Вместе с однополчанами Борис спустился к Херсонесскому мысу. На узкой полоске собралось несколько тысяч бойцов и командиров. В основном это были раненые, истощены боями, отсутствием еды и воды, защитники города. Тяжело раненые лежали на склонах, как рыбы, выброшенные крутой волной. И вот эту массу людей окружили озверевшие гитлеровцы, начали сгонять пленных в кучу, расстреляли нескольких евреев.

Через некоторое время полуживых людей погнали по центру разрушенного города. Борис на всю жизнь запомнил ту ужасную картину: истощенные без воды бойцы кидались к ведрам, которые выставляли около подъездов милосердные севастопольцы, а немцы стреляли и по ведрам, и по людям. Потом, дав горсть запаренных отрубей, Топора отправили товарняком в Вознесенск. В вагоне немцы бросили на 60 человек буханку эрзац-хлеба, завернутого в фольгу — этот продукт Германия приготовила пленным за несколько лет до войны...

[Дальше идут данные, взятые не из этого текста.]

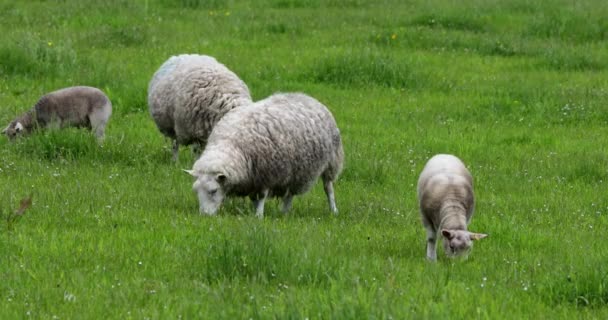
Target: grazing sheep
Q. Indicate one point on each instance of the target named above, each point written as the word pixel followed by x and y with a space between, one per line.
pixel 445 193
pixel 189 94
pixel 70 107
pixel 277 147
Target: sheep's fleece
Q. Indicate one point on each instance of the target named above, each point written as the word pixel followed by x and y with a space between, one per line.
pixel 277 147
pixel 188 95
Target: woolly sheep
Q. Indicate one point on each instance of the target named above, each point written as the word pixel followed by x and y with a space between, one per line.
pixel 79 107
pixel 277 147
pixel 445 193
pixel 189 93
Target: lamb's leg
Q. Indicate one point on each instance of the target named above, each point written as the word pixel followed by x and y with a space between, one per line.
pixel 197 149
pixel 287 199
pixel 175 150
pixel 431 244
pixel 258 203
pixel 98 126
pixel 329 191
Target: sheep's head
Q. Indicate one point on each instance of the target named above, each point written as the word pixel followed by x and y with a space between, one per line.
pixel 458 243
pixel 209 188
pixel 13 130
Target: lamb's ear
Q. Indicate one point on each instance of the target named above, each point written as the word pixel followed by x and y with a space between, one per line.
pixel 477 236
pixel 190 172
pixel 220 178
pixel 448 234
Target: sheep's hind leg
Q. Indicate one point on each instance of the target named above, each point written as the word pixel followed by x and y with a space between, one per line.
pixel 287 200
pixel 328 186
pixel 431 244
pixel 258 203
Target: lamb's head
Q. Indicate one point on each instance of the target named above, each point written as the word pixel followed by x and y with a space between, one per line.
pixel 13 130
pixel 209 188
pixel 458 243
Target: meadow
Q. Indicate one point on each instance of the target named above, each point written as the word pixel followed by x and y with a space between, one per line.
pixel 517 89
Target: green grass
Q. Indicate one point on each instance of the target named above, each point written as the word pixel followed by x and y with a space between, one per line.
pixel 517 89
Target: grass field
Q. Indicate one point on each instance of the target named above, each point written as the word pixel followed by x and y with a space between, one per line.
pixel 517 89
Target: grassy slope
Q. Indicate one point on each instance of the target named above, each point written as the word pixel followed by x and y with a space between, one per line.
pixel 517 90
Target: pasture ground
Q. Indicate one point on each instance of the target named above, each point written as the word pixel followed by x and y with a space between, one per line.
pixel 517 89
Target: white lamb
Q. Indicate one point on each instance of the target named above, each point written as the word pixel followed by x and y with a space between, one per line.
pixel 277 147
pixel 189 94
pixel 445 194
pixel 82 107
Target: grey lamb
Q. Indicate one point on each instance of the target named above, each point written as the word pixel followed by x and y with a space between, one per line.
pixel 189 94
pixel 445 193
pixel 82 107
pixel 277 147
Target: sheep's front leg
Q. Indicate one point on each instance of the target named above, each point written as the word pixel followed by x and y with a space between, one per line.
pixel 287 200
pixel 258 203
pixel 431 244
pixel 175 150
pixel 329 191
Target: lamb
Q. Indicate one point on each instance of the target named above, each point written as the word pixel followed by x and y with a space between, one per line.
pixel 79 107
pixel 277 147
pixel 445 194
pixel 189 94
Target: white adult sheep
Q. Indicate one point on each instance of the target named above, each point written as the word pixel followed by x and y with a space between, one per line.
pixel 277 147
pixel 445 194
pixel 189 93
pixel 81 106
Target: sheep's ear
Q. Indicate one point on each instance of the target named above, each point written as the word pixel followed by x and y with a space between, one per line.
pixel 190 172
pixel 448 234
pixel 477 236
pixel 220 178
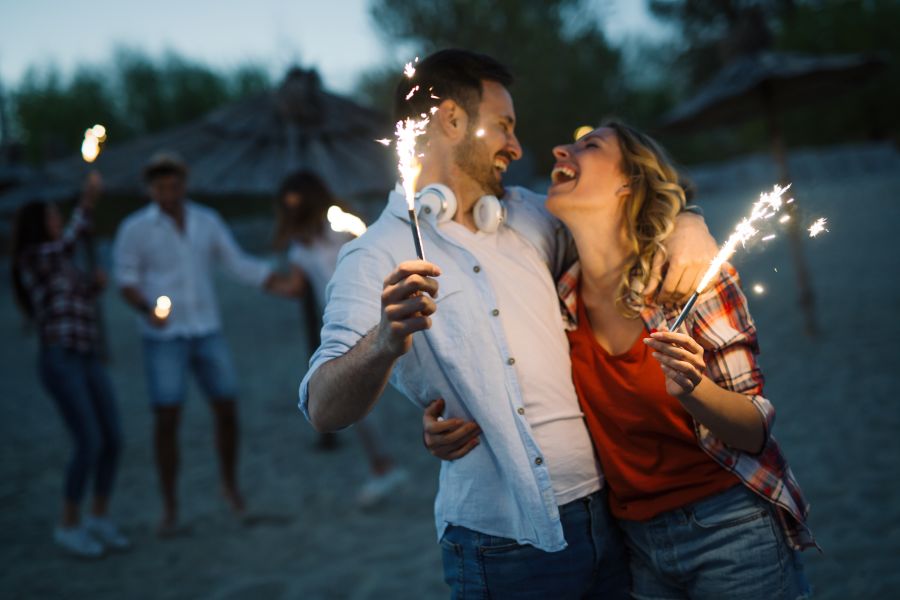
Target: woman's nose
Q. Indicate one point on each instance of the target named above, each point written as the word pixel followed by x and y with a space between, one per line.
pixel 561 152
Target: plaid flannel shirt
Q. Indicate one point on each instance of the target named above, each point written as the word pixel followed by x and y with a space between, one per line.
pixel 722 325
pixel 62 295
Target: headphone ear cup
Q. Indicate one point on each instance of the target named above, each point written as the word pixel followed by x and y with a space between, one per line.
pixel 489 213
pixel 437 202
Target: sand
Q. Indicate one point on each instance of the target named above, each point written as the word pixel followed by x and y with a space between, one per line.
pixel 838 421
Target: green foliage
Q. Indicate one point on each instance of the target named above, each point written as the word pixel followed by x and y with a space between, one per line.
pixel 567 75
pixel 133 95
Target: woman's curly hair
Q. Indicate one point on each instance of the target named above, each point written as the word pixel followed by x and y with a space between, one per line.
pixel 656 196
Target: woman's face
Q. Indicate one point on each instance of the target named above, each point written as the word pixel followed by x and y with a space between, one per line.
pixel 587 175
pixel 53 223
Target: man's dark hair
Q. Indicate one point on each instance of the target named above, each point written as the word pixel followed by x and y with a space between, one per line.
pixel 452 74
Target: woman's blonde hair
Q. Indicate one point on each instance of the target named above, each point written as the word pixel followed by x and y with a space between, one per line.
pixel 656 195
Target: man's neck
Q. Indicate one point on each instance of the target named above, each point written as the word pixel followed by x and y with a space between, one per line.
pixel 176 213
pixel 466 191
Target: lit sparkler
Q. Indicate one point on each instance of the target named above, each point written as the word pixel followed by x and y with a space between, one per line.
pixel 768 205
pixel 163 307
pixel 817 227
pixel 91 145
pixel 344 222
pixel 408 161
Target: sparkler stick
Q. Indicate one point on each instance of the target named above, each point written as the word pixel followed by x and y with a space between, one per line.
pixel 408 163
pixel 768 205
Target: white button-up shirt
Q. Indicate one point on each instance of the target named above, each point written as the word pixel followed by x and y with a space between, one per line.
pixel 504 486
pixel 153 255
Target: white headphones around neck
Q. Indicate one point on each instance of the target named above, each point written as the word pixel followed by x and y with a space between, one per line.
pixel 438 202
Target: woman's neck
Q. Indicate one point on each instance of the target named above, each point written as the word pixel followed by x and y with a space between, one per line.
pixel 603 252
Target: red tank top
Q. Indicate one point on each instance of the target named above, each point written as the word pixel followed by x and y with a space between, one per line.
pixel 644 437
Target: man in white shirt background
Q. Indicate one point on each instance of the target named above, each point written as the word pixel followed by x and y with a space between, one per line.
pixel 170 248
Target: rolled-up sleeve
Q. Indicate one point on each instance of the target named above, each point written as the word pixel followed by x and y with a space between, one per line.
pixel 243 267
pixel 723 326
pixel 352 310
pixel 127 256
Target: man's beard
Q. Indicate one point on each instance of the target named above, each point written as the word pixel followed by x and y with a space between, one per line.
pixel 472 158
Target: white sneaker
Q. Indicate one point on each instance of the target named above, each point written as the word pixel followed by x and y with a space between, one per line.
pixel 379 487
pixel 77 541
pixel 106 532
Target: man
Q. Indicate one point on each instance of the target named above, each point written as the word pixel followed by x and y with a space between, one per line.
pixel 169 248
pixel 524 512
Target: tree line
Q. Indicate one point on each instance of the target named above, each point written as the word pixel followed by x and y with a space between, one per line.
pixel 568 72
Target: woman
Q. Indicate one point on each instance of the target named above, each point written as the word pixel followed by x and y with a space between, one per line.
pixel 59 298
pixel 705 499
pixel 312 248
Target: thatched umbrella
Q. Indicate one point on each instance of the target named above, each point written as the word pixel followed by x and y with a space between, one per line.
pixel 764 83
pixel 246 148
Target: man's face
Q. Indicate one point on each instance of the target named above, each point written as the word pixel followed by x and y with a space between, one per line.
pixel 490 144
pixel 167 191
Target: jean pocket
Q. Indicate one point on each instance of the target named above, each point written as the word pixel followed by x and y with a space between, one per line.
pixel 728 509
pixel 493 546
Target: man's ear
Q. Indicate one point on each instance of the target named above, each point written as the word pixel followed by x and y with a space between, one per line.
pixel 452 120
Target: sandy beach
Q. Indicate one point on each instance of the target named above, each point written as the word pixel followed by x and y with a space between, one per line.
pixel 838 421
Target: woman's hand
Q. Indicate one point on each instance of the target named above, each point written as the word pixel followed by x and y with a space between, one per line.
pixel 681 359
pixel 448 439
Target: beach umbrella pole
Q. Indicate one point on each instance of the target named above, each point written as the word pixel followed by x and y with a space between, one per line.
pixel 806 295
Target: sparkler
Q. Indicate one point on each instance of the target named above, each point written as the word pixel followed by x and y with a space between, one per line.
pixel 93 139
pixel 408 162
pixel 768 205
pixel 344 222
pixel 163 307
pixel 817 227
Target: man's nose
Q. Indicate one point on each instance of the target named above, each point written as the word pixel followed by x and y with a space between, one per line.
pixel 513 147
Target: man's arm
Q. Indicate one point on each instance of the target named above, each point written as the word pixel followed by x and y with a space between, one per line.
pixel 343 390
pixel 689 250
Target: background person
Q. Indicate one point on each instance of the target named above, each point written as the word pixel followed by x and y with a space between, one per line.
pixel 312 248
pixel 60 299
pixel 170 248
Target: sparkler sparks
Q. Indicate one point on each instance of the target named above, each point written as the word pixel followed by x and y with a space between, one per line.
pixel 342 222
pixel 163 307
pixel 93 139
pixel 768 205
pixel 817 227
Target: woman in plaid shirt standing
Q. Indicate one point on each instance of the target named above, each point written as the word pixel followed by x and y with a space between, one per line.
pixel 703 494
pixel 59 298
pixel 707 503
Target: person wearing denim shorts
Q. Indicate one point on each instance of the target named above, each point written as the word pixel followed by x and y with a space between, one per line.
pixel 164 257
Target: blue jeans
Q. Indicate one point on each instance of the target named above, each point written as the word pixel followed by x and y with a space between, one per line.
pixel 167 362
pixel 82 393
pixel 593 565
pixel 727 546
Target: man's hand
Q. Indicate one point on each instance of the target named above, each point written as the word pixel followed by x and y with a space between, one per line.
pixel 690 249
pixel 407 300
pixel 91 190
pixel 448 439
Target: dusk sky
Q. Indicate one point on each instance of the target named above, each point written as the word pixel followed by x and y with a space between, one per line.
pixel 336 36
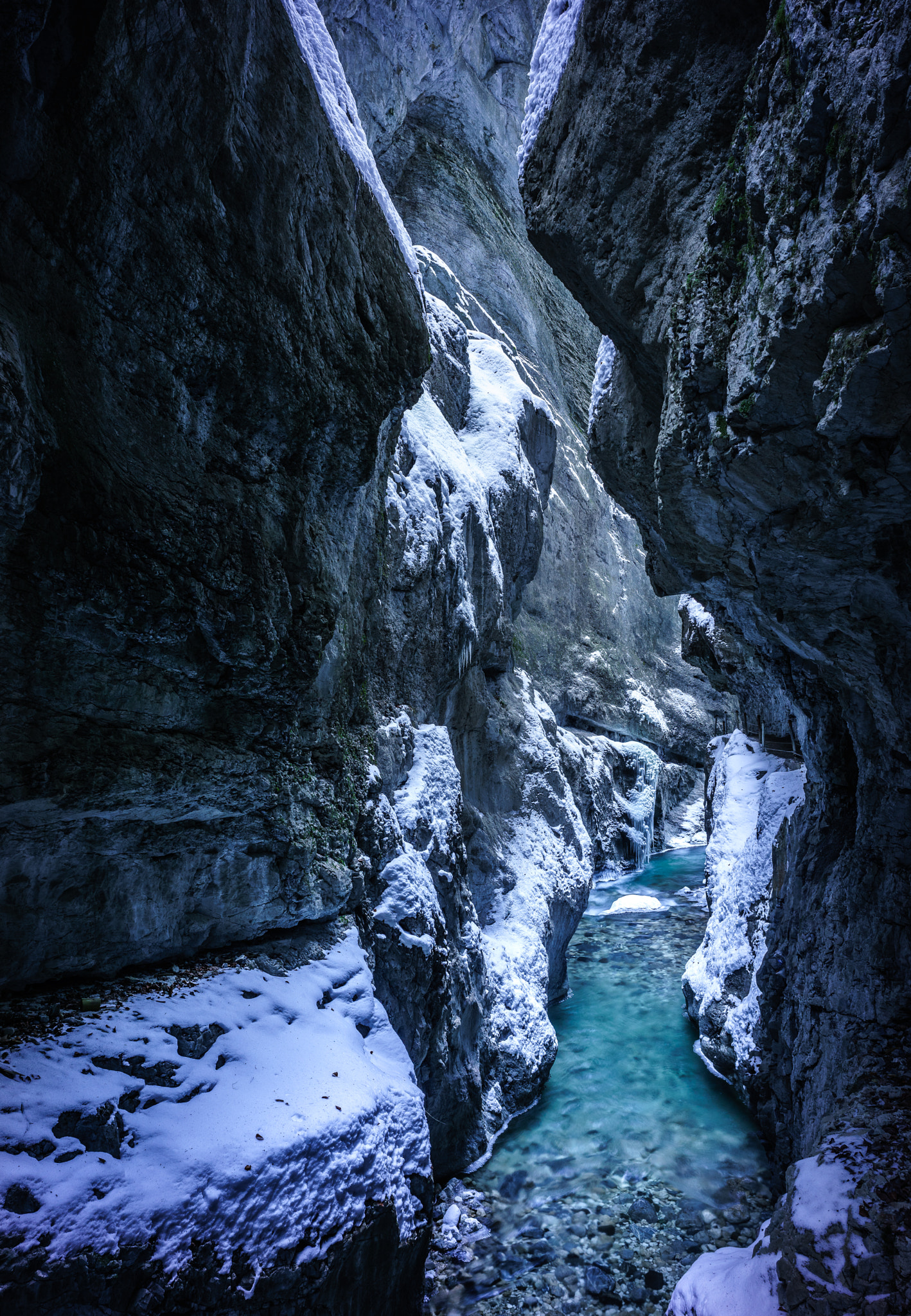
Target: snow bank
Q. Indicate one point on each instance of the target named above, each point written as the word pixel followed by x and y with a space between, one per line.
pixel 815 1238
pixel 687 820
pixel 603 374
pixel 751 794
pixel 339 103
pixel 277 1136
pixel 552 50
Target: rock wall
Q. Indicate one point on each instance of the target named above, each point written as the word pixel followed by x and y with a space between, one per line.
pixel 209 337
pixel 441 93
pixel 727 197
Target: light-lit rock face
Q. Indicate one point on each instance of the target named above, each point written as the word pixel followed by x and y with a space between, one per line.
pixel 441 95
pixel 730 203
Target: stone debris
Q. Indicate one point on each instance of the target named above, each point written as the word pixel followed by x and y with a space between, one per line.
pixel 624 1248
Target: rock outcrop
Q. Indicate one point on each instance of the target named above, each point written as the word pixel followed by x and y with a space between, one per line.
pixel 729 200
pixel 441 95
pixel 202 394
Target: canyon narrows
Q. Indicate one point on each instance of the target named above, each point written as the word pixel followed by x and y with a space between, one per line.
pixel 452 453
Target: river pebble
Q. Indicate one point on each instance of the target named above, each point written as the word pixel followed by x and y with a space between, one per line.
pixel 581 1252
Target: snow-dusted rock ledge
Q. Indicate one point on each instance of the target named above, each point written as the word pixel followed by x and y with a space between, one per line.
pixel 751 796
pixel 820 1252
pixel 207 1143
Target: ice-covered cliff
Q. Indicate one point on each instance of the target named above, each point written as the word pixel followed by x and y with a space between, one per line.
pixel 726 193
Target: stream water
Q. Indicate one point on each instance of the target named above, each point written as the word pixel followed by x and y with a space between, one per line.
pixel 635 1160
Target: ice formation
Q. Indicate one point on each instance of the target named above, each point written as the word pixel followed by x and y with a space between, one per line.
pixel 640 801
pixel 752 794
pixel 631 905
pixel 322 58
pixel 552 50
pixel 603 373
pixel 282 1130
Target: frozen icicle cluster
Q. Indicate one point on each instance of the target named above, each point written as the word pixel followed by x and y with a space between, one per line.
pixel 552 50
pixel 603 371
pixel 336 98
pixel 751 794
pixel 640 801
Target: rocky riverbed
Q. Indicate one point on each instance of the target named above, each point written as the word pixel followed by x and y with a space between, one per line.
pixel 619 1244
pixel 636 1160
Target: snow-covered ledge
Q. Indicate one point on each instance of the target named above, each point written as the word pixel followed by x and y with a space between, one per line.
pixel 265 1115
pixel 820 1252
pixel 751 794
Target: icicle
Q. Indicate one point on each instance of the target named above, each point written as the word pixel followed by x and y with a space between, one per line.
pixel 641 801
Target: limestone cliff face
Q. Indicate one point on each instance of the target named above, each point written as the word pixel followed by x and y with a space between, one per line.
pixel 730 203
pixel 441 93
pixel 208 341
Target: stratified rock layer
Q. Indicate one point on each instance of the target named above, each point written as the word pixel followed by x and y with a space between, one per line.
pixel 441 91
pixel 209 336
pixel 731 206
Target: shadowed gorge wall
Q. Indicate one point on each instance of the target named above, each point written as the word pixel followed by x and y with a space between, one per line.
pixel 208 340
pixel 727 195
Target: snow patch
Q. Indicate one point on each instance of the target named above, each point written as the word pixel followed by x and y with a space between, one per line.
pixel 285 1130
pixel 752 792
pixel 730 1282
pixel 628 905
pixel 552 49
pixel 337 100
pixel 603 374
pixel 640 801
pixel 700 616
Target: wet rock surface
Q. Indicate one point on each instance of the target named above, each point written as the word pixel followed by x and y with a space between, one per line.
pixel 190 481
pixel 755 286
pixel 441 95
pixel 518 1249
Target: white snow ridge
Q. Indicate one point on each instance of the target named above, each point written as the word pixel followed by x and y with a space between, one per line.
pixel 286 1126
pixel 552 50
pixel 752 794
pixel 337 100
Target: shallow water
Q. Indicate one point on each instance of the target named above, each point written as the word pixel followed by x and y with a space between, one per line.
pixel 630 1116
pixel 627 1095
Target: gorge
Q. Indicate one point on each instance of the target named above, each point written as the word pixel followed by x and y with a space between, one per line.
pixel 453 453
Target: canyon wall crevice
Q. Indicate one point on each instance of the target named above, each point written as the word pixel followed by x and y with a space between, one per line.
pixel 729 199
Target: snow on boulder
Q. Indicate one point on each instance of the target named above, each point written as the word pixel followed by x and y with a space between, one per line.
pixel 428 812
pixel 337 100
pixel 253 1111
pixel 819 1250
pixel 631 905
pixel 730 1282
pixel 751 796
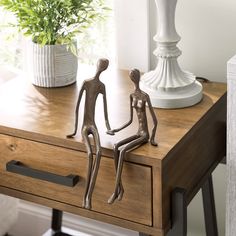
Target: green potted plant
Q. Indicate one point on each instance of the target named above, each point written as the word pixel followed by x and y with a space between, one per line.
pixel 52 26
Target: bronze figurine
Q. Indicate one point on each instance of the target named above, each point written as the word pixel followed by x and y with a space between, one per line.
pixel 92 88
pixel 138 101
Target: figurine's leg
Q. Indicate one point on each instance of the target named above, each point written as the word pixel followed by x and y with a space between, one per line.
pixel 131 145
pixel 116 158
pixel 76 122
pixel 90 164
pixel 95 168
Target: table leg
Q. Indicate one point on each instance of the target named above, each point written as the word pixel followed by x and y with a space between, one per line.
pixel 56 220
pixel 179 213
pixel 209 208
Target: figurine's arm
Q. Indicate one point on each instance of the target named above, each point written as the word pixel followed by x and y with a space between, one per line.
pixel 152 139
pixel 127 123
pixel 77 112
pixel 105 110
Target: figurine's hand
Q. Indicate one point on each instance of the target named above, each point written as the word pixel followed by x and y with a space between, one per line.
pixel 111 132
pixel 70 135
pixel 153 142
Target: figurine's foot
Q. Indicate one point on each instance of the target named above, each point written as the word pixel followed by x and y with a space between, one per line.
pixel 70 135
pixel 87 204
pixel 113 197
pixel 110 132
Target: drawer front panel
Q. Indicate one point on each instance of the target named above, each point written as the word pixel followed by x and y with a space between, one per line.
pixel 135 206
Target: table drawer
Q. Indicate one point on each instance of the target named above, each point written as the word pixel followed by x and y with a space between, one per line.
pixel 135 206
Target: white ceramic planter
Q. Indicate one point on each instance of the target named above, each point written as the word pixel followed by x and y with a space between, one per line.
pixel 51 65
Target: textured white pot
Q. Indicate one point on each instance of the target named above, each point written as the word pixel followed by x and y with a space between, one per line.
pixel 51 65
pixel 168 85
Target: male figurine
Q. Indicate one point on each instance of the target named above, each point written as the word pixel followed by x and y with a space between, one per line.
pixel 138 102
pixel 92 88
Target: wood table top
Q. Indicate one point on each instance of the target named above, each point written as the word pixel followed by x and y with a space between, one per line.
pixel 47 115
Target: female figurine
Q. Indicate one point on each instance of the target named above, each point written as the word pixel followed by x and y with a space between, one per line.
pixel 138 101
pixel 92 88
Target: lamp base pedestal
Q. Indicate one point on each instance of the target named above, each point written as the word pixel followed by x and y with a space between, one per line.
pixel 175 98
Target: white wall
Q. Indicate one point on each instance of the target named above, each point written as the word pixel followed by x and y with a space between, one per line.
pixel 132 34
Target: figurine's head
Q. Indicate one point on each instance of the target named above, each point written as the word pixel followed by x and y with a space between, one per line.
pixel 135 76
pixel 102 64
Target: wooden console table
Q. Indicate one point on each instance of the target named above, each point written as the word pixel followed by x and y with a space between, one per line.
pixel 159 181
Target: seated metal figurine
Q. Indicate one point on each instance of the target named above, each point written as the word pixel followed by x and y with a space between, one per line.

В рабочем лагере Топор работал на каменоломне. Люди опухали от изнурительных будней и баланды. Спасали жители села, через которое водили пленных — они оставляли на заборах кусочки хлеба с помидорами. Борис Прокофьевич, вспоминая крестьянскую доброту, подчеркнул, что, вопреки официальной пропаганде, простые люди доброжелательно относились к пленным, помогали им чем могли.

Как-то, идя к каменоломне, Борис услышал вопрос пожилого мужчины: «Кто из Ананьева?» Отозвался и, пока немец доедал свой бутерброд, дал домашний адрес. Вскоре сын этого мужчины зашил бумажку в штаны и передал ее матери Топора. Между тем лагерные лишения стали более жестокими. Каждый рассвет комендант выстрелами по окнам и лаем собак будил мертво спящих пленных. Потом строил всех, и тем, кто уже не мог стоять, стрелял в затылок. Остальных — на каменоломню.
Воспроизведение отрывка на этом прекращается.